Lyft Is Losing $50 Million a Month Battling Uber, Co-Founder Says
The price of doing business when you’re fighting a group with $15 billion in the bank.
War is never cheap. App-based ride-hailing service Lyft is burning through as much as $50 million every month in its battle for transportation supremacy with arch-competitor Uber, the company's co-founder admitted at a tech summit this week.
Of course, co-founder John Zimmer, who is also Lyft's president, tried to put a happier spin on the massive hemorrhage of cash. Speaking with an audience at the Brainstorm Tech 2016 conference in Aspen on Monday, Zimmer described the loss of up to $50 million per month as a prudent fiscal move.

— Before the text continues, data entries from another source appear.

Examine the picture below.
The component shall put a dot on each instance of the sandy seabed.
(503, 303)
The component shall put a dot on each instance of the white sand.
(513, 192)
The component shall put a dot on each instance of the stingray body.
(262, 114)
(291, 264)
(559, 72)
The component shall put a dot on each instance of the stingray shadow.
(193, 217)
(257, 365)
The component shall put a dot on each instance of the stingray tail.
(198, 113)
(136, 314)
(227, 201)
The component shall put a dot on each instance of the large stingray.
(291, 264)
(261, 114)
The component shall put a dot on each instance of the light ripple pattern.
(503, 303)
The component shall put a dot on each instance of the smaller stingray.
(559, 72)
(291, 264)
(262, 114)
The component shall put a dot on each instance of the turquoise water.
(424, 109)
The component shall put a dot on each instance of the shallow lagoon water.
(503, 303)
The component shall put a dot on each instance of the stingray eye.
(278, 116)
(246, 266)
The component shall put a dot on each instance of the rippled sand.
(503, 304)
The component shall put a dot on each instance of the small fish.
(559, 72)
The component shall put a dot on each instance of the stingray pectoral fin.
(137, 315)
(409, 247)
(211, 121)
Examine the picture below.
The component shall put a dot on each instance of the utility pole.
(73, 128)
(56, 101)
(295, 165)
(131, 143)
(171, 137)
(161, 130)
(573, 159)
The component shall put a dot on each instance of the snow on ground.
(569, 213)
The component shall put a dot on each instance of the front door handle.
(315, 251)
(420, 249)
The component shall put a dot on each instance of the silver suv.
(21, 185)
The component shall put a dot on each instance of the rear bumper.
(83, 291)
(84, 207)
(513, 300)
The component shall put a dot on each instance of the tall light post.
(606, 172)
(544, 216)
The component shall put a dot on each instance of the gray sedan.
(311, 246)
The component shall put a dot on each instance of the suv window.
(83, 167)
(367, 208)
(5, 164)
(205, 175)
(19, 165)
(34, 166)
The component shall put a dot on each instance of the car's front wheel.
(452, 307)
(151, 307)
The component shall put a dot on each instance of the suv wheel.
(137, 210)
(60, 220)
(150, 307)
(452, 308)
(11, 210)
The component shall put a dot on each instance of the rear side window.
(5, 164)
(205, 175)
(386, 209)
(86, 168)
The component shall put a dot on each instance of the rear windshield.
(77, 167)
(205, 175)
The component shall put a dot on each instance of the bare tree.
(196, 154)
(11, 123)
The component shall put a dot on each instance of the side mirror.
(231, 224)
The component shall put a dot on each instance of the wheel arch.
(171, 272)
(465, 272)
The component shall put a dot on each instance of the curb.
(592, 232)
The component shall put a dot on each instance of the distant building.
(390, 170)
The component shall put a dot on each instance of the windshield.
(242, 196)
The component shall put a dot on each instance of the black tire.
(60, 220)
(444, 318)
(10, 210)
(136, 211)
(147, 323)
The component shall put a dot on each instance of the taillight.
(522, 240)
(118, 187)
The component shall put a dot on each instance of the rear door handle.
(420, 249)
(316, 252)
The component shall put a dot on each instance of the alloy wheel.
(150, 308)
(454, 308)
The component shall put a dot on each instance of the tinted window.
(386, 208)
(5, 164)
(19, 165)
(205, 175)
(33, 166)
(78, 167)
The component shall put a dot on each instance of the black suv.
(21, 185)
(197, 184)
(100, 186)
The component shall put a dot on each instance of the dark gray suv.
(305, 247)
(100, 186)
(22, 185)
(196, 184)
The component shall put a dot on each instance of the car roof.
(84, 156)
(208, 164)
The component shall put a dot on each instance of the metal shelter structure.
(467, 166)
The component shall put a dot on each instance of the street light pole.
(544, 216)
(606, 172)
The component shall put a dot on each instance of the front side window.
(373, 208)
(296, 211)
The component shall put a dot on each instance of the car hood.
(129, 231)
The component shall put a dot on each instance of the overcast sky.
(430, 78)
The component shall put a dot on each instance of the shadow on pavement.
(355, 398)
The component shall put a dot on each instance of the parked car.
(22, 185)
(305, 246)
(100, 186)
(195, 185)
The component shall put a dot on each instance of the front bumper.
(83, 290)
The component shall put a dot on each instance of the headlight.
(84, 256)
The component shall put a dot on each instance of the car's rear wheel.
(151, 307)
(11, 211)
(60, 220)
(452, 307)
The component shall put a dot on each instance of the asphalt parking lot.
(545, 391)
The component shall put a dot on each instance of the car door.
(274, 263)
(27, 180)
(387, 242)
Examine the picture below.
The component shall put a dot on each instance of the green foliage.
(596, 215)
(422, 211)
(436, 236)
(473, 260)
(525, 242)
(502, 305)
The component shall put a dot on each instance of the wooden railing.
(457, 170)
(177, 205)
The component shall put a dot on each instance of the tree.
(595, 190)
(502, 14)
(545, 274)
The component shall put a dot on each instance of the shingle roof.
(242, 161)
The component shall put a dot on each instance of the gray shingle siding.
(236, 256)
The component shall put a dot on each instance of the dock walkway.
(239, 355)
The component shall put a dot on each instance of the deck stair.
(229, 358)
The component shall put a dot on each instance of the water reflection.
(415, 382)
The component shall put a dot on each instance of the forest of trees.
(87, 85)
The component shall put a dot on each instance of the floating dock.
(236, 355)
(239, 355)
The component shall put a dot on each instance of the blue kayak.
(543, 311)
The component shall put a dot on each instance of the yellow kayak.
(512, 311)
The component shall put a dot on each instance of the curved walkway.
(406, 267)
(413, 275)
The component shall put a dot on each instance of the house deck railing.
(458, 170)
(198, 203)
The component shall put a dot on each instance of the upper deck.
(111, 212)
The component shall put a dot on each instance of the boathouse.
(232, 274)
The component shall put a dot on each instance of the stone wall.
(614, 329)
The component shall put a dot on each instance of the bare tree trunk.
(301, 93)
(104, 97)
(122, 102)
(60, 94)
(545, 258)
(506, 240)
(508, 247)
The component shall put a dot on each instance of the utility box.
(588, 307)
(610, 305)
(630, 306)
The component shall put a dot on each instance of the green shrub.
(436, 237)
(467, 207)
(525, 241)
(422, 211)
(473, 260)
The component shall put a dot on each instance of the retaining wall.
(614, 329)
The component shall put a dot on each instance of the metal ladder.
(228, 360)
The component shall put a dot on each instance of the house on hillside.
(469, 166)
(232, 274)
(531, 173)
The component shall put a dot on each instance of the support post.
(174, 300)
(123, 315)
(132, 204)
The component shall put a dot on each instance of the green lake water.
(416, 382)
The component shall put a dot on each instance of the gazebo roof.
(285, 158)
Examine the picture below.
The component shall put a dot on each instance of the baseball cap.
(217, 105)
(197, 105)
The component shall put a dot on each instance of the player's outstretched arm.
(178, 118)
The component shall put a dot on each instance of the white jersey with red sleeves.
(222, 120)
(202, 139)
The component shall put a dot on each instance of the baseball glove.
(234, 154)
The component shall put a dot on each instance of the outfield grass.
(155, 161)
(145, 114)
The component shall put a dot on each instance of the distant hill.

"I would use the word ‘investing,’" Zimmer said when asked about the $50 million-per-month figure, according to Fortune. The company sees the "transportation-as-a-service" sector, as it calls its field, as a potential trillion-dollar-a-year industry. (Fortune, like The Drive, is a Time Inc. property.)
But don't worry about Lyft's future, Zimmer said. According to the co-founder, the company has more than enough money to break even—even in spite of arch-foe Uber's Scrooge McDuck-like cash reserves and its willingness to try and bleed Lyft to death by cutting fares to money-losing levels.
Lyft, Zimmer told the assembled audience in Aspen, will continue to seek to differentiate itself from Uber and other ride-hailing services through its fast response times and and the way it takes care of its drivers. Lyft, he said, treats its drivers “better than any other rideshareing company”—an assertion that polls of Uber and Lyft drivers has borne out, at least in part.
And in the future, when autonomous cars mean user costs and wait times could even out between Lyft, Uber, Gett, and the rest of the ride-hailing pack, the mustachioed car service will differentiate itself through a superior customer service, Zimmer said. “As ETA and price becomes more equal, you can differentiate on experience."